Com um almoço coletivo e partidas de futebol feminino e masculino, a festa teve início por volta das 12h. Na parte da tarde foi realizado um ato político com a participação de aliados que desde o primeiro dia da ocupação foram fundamentais pra resistir aos embates da justiça e da prefeitura de Valinhos.
 

Hoje no Marielle Vive! moram cerca de 1.200 famílias. O cotidiano no acampamento é dinâmico e complexo, com atividades entre todos os sujeitos que participam da luta, culminando na realização do Encontro de Mulheres e do Encontro dos Sem Terrinha na área.

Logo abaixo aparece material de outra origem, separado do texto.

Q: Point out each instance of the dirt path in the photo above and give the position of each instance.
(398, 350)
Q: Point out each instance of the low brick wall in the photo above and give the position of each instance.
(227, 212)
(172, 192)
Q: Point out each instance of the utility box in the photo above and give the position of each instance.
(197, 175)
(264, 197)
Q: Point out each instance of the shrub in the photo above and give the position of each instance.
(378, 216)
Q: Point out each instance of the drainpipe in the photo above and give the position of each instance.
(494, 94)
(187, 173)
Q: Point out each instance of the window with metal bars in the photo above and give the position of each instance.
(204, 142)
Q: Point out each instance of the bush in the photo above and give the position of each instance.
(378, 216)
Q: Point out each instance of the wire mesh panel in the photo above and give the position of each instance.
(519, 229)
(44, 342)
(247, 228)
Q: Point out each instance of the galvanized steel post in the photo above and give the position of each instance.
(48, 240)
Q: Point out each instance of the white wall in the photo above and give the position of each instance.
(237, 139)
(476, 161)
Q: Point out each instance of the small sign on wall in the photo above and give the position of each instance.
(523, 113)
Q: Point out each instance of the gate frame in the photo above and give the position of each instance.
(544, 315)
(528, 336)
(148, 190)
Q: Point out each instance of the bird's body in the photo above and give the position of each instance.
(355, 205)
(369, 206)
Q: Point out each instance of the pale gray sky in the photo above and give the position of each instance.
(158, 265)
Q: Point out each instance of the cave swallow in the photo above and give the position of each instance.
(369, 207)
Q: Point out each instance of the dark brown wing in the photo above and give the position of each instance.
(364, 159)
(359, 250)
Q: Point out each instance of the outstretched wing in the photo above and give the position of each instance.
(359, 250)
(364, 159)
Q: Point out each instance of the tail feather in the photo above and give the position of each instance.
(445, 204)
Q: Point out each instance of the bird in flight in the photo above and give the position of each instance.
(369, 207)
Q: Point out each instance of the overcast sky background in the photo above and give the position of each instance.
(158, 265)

A auto organização dos Sem Terra também garantiu uma grande festa junina no terceiro mês de ocupação, e continua com jogos de futebol, xadrez, noites culturais e  espaços de formação permanente.
 

Para Cícera, professora aposentada da rede estadual de São Paulo e hoje coordenadora do setor de educação do acampamento, "cada momento no acampamento é um aprendizado". Ela é parte da equipe que desenvolve o método de alfabetização "Sim, eu posso", nas aulas de Educação para Jovens e Adultos. "Um ano no Marielle Vive! é um ano de escola. Aprendemos dia a dia da convivência, das nossas atividade, das nossas lutas e, como eu sempre falo, a conquista da terra é consequência de todo isso", continua.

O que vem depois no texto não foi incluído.